Business sentiment has been shaken in the past few months, and is now teetering on the edge of turning negative, according to a recent survey.
The CEO Institute's Business Confidence Index fell sharply for the three months to August, with the score sinking from 30 to 3. A number below zero would represent a negative outlook.
The August report states that it is “quite possible that sentiment will turn negative in the next quarter.”
CEOs are by far the most negative in their opinions about the economy, with this indicator scoring a -39 index score, from a maximum value of 100 and a minimum of -100.
The Institute attributes the poor score to concerns about the international economy, coupled with doubts about domestic political leadership.

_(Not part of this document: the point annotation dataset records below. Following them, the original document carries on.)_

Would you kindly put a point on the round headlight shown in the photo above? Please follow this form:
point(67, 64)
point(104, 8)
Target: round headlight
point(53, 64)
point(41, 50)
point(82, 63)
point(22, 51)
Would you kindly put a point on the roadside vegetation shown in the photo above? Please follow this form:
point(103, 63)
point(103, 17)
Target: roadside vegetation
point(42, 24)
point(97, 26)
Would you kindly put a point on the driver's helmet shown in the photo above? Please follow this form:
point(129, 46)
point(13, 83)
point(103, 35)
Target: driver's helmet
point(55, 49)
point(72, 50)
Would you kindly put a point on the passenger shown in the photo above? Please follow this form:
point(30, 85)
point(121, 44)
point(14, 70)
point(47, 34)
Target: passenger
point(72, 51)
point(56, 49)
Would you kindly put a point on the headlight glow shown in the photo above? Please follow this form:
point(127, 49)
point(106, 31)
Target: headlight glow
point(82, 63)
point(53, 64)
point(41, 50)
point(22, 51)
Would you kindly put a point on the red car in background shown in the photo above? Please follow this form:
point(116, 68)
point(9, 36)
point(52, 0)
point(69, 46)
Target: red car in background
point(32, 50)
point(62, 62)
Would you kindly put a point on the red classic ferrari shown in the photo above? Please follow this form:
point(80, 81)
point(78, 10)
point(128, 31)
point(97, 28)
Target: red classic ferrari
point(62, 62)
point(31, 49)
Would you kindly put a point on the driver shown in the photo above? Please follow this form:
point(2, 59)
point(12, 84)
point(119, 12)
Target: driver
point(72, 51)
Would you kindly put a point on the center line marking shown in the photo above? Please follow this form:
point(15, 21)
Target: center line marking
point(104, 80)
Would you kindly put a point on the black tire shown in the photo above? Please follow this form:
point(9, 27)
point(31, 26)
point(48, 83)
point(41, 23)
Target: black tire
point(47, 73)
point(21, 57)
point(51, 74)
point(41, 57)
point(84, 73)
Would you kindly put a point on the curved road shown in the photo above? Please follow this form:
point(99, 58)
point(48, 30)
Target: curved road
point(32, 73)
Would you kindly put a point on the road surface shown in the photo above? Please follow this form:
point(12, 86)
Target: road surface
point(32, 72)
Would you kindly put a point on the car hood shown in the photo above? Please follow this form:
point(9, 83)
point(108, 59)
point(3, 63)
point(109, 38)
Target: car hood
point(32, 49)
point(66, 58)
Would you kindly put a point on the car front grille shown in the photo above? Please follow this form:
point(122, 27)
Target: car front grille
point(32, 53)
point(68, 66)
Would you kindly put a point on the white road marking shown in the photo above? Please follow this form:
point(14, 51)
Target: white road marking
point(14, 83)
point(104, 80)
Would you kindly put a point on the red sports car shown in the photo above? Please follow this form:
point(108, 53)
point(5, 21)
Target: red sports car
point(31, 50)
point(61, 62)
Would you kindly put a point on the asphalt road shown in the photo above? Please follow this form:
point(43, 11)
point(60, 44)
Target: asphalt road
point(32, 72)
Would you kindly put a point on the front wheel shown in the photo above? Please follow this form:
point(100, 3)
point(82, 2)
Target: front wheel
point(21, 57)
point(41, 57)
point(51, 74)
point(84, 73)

Respondents were more confident in prospects for increasing investment, employment and sales at their own business, although few expect this to translate to profit growth.
A closer look also shows that the depressed confidence is having a definite impact on investment and hiring decisions, the Institute said.
The amount of respondents indicating that they were neither likely or unlikely to hire in the next three months grew three percentage points during the quarter to 43%. For investments, this percentage grew to 62%, up from 51% a quarter earlier.
Larger companies - those with a turnover of over $100 million - are in general less confident about prospects for the economy, profits and sales than smaller entities.
Broken down by region, the Institute said the results show “little evidence of the 'two-speed economy', with Queensland and Western Australia being only marginally more positive than Victoria and New South Wales.”
But it adds that businesses appear to be facing more competition in the latter two states.
Slow consumer spending is expected to take its toll on growth going forward, with 13% of respondents stating that they expect this to be the biggest factor to impact their business in the next three months.
The lion's share of 12% of respondents meanwhile indicated that international factors had made the biggest impact in the past quarter.
“Businesses seem to have been surprised by the consumer 'strike' and ambushed by the deterioration of the international environment,” the report states.
International factors causing ongoing concerns included exchange rates, share market weakness and worries over the encroachment of a possible “second GFC.”